Она сложила ноты на фортепьяно, придвинула Янке креслице и, усталая, бросилась в стоящее напротив низкое, обитое лиловым шелком кресло-качалку. Но тут же вскочила, достала из письменного стола коробку конфет, пододвинула Янке столик из красного дерева, поставила на него конфеты и принялась угощать. Сама она ела их не переставая, раскачиваясь в кресле, то и дело поправляя свою искусно завитую гривку, и без умолку тараторила.

— Я думаю, почему бы нам не сделаться приятельницами? Иногда так не хватает дружеского сердца, любящей души. Ах, забыла, сейчас велю подать чаю.

Она выбежала и почти в ту же минуту вернулась, запыхавшаяся, с пылающими щеками, бросилась в кресло и принялась с ожесточением грызть конфеты; из кухни доносился отчаянный визг детворы.

— Ах! Можно рассудка лишиться, если и дальше жить в таких условиях. — Она прислушалась: со станции донесся какой-то шум. — Сегодня должна приехать ко мне пани Осецкая, вы знаете ее?

— Только в лицо.

— Очень милая женщина, немного грустная, но благовоспитанная и в свете имеет обширные связи, часто принимает у себя, особенно летом. Если не ошибаюсь, Сверкоский добивается руки ее племянницы Зоси; удивительно странный человек; признаться, я боюсь его. Это правда, что вы играли на сцене? — спросила она неожиданно.

— Три месяца, — неохотно ответила Янка.

— Простите, больше не буду спрашивать: вижу, вам это неприятно. Да, да, — сказала она печально, — каждый человек, особенно каждая женщина, имеет в своей жизни светлые минуты, о которых говорить не хочется; я прекрасно это понимаю. Прошу вас, попробуйте вот эти засахаренные абрикосы, их прислал мне кузен.

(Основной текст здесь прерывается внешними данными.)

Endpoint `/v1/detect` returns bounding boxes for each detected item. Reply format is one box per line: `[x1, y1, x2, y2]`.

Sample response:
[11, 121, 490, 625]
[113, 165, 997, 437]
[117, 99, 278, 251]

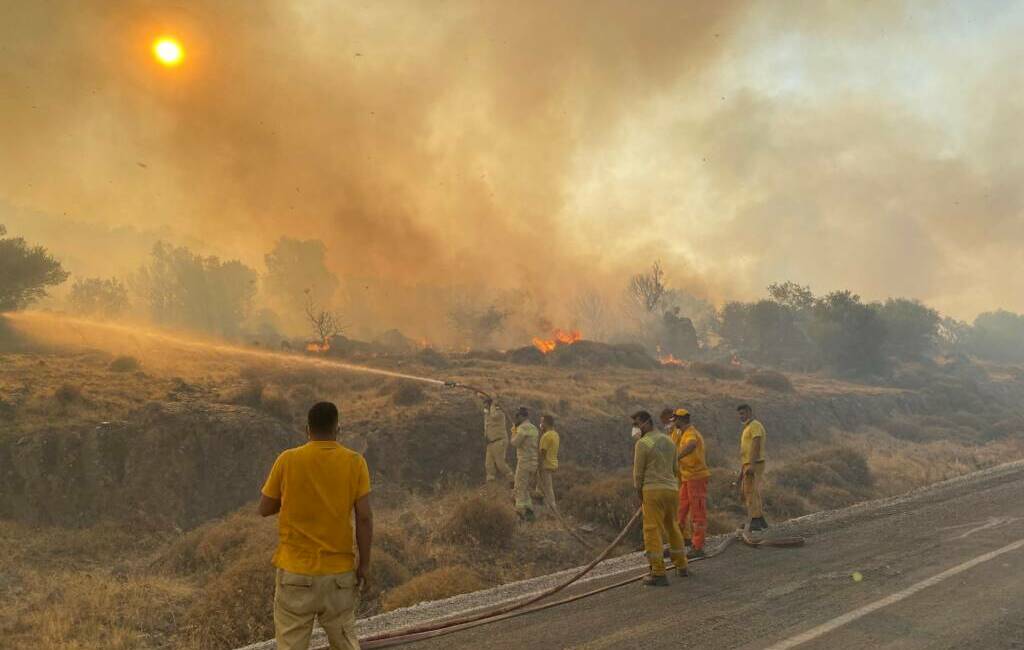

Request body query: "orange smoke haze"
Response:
[0, 0, 1024, 343]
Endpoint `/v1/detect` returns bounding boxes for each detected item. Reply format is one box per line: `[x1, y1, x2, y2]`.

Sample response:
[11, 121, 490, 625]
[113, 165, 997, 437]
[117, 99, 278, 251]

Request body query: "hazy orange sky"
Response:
[0, 0, 1024, 324]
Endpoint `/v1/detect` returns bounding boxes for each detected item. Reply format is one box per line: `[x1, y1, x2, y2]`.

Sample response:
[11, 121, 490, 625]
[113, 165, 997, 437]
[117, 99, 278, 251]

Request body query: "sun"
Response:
[153, 36, 185, 68]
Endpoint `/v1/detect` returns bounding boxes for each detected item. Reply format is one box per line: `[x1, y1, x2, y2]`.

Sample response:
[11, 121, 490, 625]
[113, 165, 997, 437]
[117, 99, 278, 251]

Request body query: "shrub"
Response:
[108, 355, 139, 373]
[381, 566, 486, 611]
[764, 487, 810, 519]
[259, 386, 295, 422]
[774, 446, 874, 505]
[746, 371, 793, 393]
[53, 384, 82, 404]
[447, 495, 517, 548]
[708, 512, 739, 535]
[690, 361, 743, 380]
[391, 382, 426, 406]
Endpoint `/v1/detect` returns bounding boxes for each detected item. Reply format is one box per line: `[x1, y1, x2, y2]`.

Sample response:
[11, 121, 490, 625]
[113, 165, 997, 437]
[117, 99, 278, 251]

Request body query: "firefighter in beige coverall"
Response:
[483, 397, 512, 481]
[512, 406, 540, 521]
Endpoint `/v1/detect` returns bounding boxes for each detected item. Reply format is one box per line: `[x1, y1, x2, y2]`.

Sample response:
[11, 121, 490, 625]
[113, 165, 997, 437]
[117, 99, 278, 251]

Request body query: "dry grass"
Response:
[445, 494, 518, 549]
[382, 565, 487, 611]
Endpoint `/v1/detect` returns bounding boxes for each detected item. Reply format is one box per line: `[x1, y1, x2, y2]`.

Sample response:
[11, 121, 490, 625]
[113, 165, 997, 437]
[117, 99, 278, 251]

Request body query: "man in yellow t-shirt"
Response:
[633, 410, 688, 587]
[736, 404, 768, 531]
[672, 408, 711, 559]
[660, 408, 693, 553]
[259, 402, 374, 650]
[537, 415, 561, 511]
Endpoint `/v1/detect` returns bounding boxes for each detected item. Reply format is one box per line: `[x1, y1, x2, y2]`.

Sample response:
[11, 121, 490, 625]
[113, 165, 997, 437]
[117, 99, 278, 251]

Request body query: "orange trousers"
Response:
[679, 478, 708, 549]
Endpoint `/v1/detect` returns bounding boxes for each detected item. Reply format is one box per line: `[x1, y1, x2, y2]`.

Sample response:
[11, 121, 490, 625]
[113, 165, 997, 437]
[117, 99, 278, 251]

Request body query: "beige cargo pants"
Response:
[273, 569, 359, 650]
[483, 438, 512, 481]
[512, 463, 537, 514]
[739, 461, 765, 519]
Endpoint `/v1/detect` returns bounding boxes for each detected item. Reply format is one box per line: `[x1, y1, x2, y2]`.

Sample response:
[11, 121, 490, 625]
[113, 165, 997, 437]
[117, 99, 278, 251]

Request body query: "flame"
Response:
[306, 339, 331, 354]
[657, 346, 686, 366]
[532, 330, 583, 354]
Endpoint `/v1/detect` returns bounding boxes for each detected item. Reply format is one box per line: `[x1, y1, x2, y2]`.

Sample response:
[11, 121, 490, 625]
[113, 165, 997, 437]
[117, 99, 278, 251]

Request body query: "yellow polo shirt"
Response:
[541, 429, 561, 472]
[262, 440, 370, 575]
[739, 420, 767, 465]
[673, 425, 711, 481]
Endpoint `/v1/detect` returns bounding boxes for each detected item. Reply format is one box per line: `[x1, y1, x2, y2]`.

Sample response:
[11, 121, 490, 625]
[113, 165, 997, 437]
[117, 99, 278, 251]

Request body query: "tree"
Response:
[129, 242, 258, 338]
[263, 237, 339, 313]
[874, 298, 941, 360]
[768, 281, 814, 312]
[69, 277, 128, 318]
[305, 289, 345, 343]
[967, 309, 1024, 363]
[627, 262, 667, 313]
[0, 224, 68, 311]
[810, 291, 886, 375]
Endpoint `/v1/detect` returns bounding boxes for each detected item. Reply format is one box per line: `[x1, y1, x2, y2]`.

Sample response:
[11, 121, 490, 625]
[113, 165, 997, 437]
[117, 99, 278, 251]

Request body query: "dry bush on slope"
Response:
[746, 371, 794, 393]
[382, 566, 486, 611]
[445, 494, 517, 549]
[0, 570, 191, 650]
[187, 554, 274, 650]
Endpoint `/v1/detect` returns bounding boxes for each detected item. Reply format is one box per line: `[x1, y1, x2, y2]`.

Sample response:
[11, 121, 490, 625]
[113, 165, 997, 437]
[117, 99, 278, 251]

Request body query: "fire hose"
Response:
[299, 378, 804, 649]
[352, 509, 805, 648]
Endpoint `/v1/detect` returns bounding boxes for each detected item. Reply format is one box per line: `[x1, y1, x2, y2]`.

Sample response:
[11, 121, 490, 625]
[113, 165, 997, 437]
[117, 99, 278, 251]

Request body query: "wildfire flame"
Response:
[306, 339, 331, 354]
[657, 346, 686, 366]
[532, 330, 583, 354]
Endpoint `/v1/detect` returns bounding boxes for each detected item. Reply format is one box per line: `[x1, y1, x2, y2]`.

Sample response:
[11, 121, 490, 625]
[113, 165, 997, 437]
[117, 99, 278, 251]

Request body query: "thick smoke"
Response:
[0, 0, 1024, 337]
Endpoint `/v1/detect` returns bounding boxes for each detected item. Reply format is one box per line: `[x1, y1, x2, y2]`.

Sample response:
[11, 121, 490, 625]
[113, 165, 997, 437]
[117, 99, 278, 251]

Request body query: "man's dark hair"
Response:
[308, 401, 338, 435]
[631, 410, 654, 422]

Залеская села за фортепьяно с конфетой во рту и принялась играть скорбную прелюдию Шопена. Янка с волнением прислушивалась к этим чудесным и грустным звукам, тянулась к ним всей душой, погружаясь в невыразимую, терзающую тоску. Залеская играла с чувством и удивительной простотой, без расчета поразить и удивить слушателя. Ее бледное неправильное лицо стало печальным, большие карие глаза светились восхищением и вместе с тем глубоким пониманием красоты шопеновской музыки; возбуждаясь, она сжала красивые алые губы и играла, увлекаясь все больше.

— Да перестань же, черт возьми! Даже отдохнуть нельзя — бренчит и бренчит! — крикнул муж, захлопнув дверь будуара; по сильному скрипу оттоманки можно было догадаться, что он снова завалился спать.

Залеская попятилась от фортепьяно, поглядывая со страхом то на дверь, то на Янку.

— Простите, муж устал после тренировки… Совсем из памяти вон. — Она засуетилась, намереваясь, видимо, идти просить у него прощения; однако тут же снова села и принялась обрывать засохшие листья стоявших на окне цветов, стараясь скрыть свое волнение, но не смогла: слезы выступили из-под прикрытых век и потекли по лицу, оставляя желтые борозды на покрытых пудрой щеках. Она не выдержала и разрыдалась, закрыв платком лицо. Плакала она тихо, как несправедливо наказанный ребенок. Возмущенная грубостью Залеского, Янка подошла к ней и с неподдельным сочувствием стала ее успокаивать. Залеская, как ребенок, прижалась к Янке: ручьи слез хлынули из неистощимых источников.